I'm trying to use CountVectorizer()
with Pipeline
and ColumnTransformer
. Because CountVectorizer()
produces sparse matrix, I used FunctionTransformer
to ensure the ColumnTransformer
can hstack
correctly when putting together the resulting matrix.
import pandas as pd
from sklearn.impute import SimpleImputer
from sklearn.preprocessing import OneHotEncoder, FunctionTransformer
from sklearn.compose import ColumnTransformer
from sklearn.feature_extraction.text import CountVectorizer
from sklearn.pipeline import Pipeline
from typing import Callable
# Dataset
df = pd.DataFrame([['a', 'Hi Tom', 'It is hot', 1],
['b', 'How you been Tom', 'hot coffee', 2],
['c', 'Hi you', 'I want some coffee', 3]],
columns=['col_for_ohe', 'col_for_countvectorizer_1', 'col_for_countvectorizer_2', 'num_col'])

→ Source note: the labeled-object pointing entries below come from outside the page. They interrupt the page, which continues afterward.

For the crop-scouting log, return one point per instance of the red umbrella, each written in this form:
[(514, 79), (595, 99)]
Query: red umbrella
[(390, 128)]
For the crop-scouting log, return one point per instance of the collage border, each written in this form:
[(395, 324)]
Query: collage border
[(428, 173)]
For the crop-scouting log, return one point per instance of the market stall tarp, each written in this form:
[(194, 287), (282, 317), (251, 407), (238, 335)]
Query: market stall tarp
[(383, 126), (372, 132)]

# Use FunctionTransformer to ensure dense matrix
def tf_text(X, vectorizer_tf: Callable):
X_vect_ = vectorizer_tf.fit_transform(X)
return X_vect_.toarray()
tf_transformer = FunctionTransformer(tf_text, kw_args={'vectorizer_tf': CountVectorizer()})
# Transformation Pipelines
tf_transformer_pipe = Pipeline(
steps = [('imputer', SimpleImputer(strategy='constant', fill_value='missing')),
('tf', tf_transformer)])
ohe_transformer_pipe = Pipeline(
steps = [('imputer', SimpleImputer(strategy='constant', fill_value='missing')),
('ohe', OneHotEncoder(handle_unknown='ignore', sparse=False))])
transformer = ColumnTransformer(transformers=[
('cat_ohe', ohe_transformer_pipe, ['col_for_ohe']),
('cat_tf', tf_transformer_pipe, ['col_for_countvectorizer_1', 'col_for_countvectorizer_2'])
], remainder='passthrough')
transformed_df = transformer.fit_transform(df)
I get AttributeError: 'numpy.ndarray' object has no attribute 'lower.' I've seen this question and suspect CountVectorizer()
is the culprit but not sure how to solve it (previous question doesn't use ColumnTransformer
). I stumbled upon a DenseTransformer
that I wish I could use instead of FunctionTransformer
but unfortunately it is not supported in my company.